The fallout from the recent turmoil in the precious metals markets continues to rock markets. The data on the carnage that tore through gold prices Monday is still coming in and it's staggering. The 20-year 5-day rolling average indicates that the 15% plunge in gold was a 7 sigma drop, i.e. an event rare enough that it indicates something very strange is happening under the surface. So far, there is a lot of finger-pointing.

Goldman is blaming it all on the recent news that Cyprus is being forced to liquidate much of their gold holdings to cover their still-expanding bailout. Of course, this is the same Goldman that more than covered their $1450 short position from last week but refuses to close it out, instead lowering their target to $1400. Goldman posted a $2.2 billion 1st quarter profit on Tuesday, though, so they continue to laugh all the way to...themselves, I suppose.

Citigroup, meanwhile, is positing that the gold plunge “may” be related to “some break in technical levels” and a growing appetite for risk, which hardly sounds like an evidence-based analysis. And any number of establishment hacks are opining that this represents the bursting of the goldbugs' “bubble” and the final victory of Ben Bernanke and the QE-Infinity printing press gang.

The truth is likely a much darker story. The attack on gold appears to be a coordinated raid that began with the dumping of 500 tons of naked shorts on the markets on Friday. The huge short positions were fed into the market in intervals to maximize its impact, first sending gold prices down to technical support levels and then with a further flood of shorts to drive it down and kick in the algorithmic sellers. The initial dumping of 100 tons of future contracts at market opening was rumoured to have been routed through Merrill Lynch's floor team and source back to a single entity. According to Andrew Maguire (the whistleblower who shot to fame in 2010 after correctly predicting a JP Morgan-led raid on the silver market in February of that year) says that the trades source back to agents of the Federal Reserve. Given that the Fed gang has the most to gain from a takedown of precious metals (thus continuing to prop up the illusion of dollar strength), this explanation rings true, although more facts need to come out.

The precious metal raid seemed to have a knock-on effect on other commodities, especially Brent Crude which is now flirting with the $100 level. The lower support level for gold also impacts gold miners, who are now flirting with the $1300 threshold where the cost of mining starts to overtake potential profits.

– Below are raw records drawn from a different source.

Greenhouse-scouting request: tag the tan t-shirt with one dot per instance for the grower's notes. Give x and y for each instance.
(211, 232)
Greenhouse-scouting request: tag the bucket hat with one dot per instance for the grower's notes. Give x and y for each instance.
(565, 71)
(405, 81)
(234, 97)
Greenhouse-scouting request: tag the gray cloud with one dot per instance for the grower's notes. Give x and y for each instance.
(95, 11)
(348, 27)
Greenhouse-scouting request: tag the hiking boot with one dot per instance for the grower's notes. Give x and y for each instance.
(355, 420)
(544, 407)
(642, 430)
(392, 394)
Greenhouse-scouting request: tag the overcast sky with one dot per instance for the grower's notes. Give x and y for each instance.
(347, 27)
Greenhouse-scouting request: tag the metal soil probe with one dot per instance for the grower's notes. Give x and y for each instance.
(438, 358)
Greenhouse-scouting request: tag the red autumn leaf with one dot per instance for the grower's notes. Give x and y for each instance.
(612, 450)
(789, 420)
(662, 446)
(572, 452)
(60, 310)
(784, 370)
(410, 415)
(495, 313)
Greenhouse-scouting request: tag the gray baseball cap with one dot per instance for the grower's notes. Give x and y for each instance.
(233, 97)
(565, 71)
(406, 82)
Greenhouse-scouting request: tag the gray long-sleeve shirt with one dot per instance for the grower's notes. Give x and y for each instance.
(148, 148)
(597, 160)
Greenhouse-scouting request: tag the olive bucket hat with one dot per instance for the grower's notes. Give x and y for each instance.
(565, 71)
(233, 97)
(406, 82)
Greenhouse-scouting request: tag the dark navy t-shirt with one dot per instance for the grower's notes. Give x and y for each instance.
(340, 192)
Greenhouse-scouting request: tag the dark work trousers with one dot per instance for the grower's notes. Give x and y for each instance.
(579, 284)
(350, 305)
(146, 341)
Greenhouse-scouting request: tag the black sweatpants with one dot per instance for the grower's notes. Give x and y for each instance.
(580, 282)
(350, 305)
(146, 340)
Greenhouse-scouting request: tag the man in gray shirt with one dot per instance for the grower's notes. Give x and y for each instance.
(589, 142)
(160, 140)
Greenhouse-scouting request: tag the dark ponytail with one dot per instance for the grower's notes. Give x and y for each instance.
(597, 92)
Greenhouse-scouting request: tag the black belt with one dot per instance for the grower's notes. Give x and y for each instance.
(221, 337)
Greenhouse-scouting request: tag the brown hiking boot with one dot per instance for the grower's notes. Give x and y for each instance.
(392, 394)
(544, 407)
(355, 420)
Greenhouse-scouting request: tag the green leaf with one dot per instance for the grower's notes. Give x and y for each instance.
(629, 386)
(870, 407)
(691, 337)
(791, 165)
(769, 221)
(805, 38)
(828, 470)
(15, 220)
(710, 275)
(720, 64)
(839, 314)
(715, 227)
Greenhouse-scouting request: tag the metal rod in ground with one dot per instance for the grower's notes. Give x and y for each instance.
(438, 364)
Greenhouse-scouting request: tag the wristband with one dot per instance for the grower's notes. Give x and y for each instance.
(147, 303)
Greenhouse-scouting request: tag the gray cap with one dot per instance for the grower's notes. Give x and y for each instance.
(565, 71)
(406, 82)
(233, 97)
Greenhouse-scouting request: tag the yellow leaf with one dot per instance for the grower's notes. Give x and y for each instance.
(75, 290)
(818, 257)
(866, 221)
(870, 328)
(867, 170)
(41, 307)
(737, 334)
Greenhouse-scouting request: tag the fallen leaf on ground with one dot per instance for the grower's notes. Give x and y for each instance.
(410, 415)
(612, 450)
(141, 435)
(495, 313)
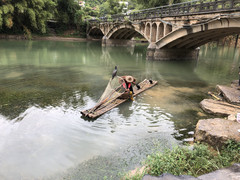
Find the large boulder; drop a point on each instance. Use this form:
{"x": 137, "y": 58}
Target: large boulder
{"x": 217, "y": 132}
{"x": 219, "y": 107}
{"x": 232, "y": 95}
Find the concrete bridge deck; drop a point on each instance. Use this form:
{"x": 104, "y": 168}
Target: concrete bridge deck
{"x": 173, "y": 32}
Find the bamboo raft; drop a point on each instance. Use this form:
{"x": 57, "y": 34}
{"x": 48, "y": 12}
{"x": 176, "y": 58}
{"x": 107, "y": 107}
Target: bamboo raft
{"x": 96, "y": 112}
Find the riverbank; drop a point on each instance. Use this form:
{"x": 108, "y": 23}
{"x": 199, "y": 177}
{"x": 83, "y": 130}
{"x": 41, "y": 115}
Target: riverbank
{"x": 218, "y": 151}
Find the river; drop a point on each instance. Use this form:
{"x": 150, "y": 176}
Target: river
{"x": 45, "y": 84}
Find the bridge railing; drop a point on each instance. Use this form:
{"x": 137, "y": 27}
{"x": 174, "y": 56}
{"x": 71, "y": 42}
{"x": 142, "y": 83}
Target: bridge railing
{"x": 186, "y": 8}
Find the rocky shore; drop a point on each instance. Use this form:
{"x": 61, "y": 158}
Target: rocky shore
{"x": 217, "y": 131}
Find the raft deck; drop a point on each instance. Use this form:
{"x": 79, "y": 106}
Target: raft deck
{"x": 93, "y": 113}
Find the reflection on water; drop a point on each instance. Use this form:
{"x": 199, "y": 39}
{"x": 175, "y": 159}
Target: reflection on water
{"x": 44, "y": 86}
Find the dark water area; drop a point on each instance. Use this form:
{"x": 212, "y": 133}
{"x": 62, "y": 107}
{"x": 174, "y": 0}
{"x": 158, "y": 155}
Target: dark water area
{"x": 44, "y": 85}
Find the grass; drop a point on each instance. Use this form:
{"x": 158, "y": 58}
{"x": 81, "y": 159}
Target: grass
{"x": 185, "y": 161}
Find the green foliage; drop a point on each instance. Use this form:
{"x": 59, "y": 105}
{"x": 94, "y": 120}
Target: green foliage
{"x": 66, "y": 10}
{"x": 184, "y": 161}
{"x": 31, "y": 14}
{"x": 111, "y": 7}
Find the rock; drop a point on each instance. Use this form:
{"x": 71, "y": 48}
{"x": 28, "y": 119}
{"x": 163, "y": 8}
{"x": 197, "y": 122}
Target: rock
{"x": 217, "y": 131}
{"x": 219, "y": 107}
{"x": 234, "y": 84}
{"x": 232, "y": 95}
{"x": 232, "y": 117}
{"x": 167, "y": 176}
{"x": 232, "y": 173}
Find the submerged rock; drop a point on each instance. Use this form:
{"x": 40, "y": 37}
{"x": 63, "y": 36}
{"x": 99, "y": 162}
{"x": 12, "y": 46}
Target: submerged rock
{"x": 217, "y": 132}
{"x": 219, "y": 107}
{"x": 232, "y": 95}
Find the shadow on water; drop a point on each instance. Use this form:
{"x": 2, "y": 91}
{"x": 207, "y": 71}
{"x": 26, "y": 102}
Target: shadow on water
{"x": 44, "y": 85}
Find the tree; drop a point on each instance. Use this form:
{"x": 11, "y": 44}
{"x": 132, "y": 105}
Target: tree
{"x": 111, "y": 7}
{"x": 66, "y": 10}
{"x": 156, "y": 3}
{"x": 31, "y": 15}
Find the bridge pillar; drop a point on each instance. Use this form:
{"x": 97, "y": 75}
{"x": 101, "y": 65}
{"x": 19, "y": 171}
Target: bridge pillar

As of press time on Tuesday, prices are once again rising towards $1400 once again as investors flood back in to buy the dip. If the events of the past few days have demonstrated anything, though, it is the extent of the disconnect between the paper and physical markets. Even as investors scramble to get out of gold ETFs, reports are flooding in from bullion and jewelry dealers from across the globe of record buying as individuals see the new low as a bargain price. They aren't the only ones either; the likes of Bill Gross, Marc Faber and John Hathaway are contending that this really is a buying opportunity and although we may not have hit the new bottom yet, the market will be on the way back up shortly. As Faber puts it: “The bull market in gold is not completed.”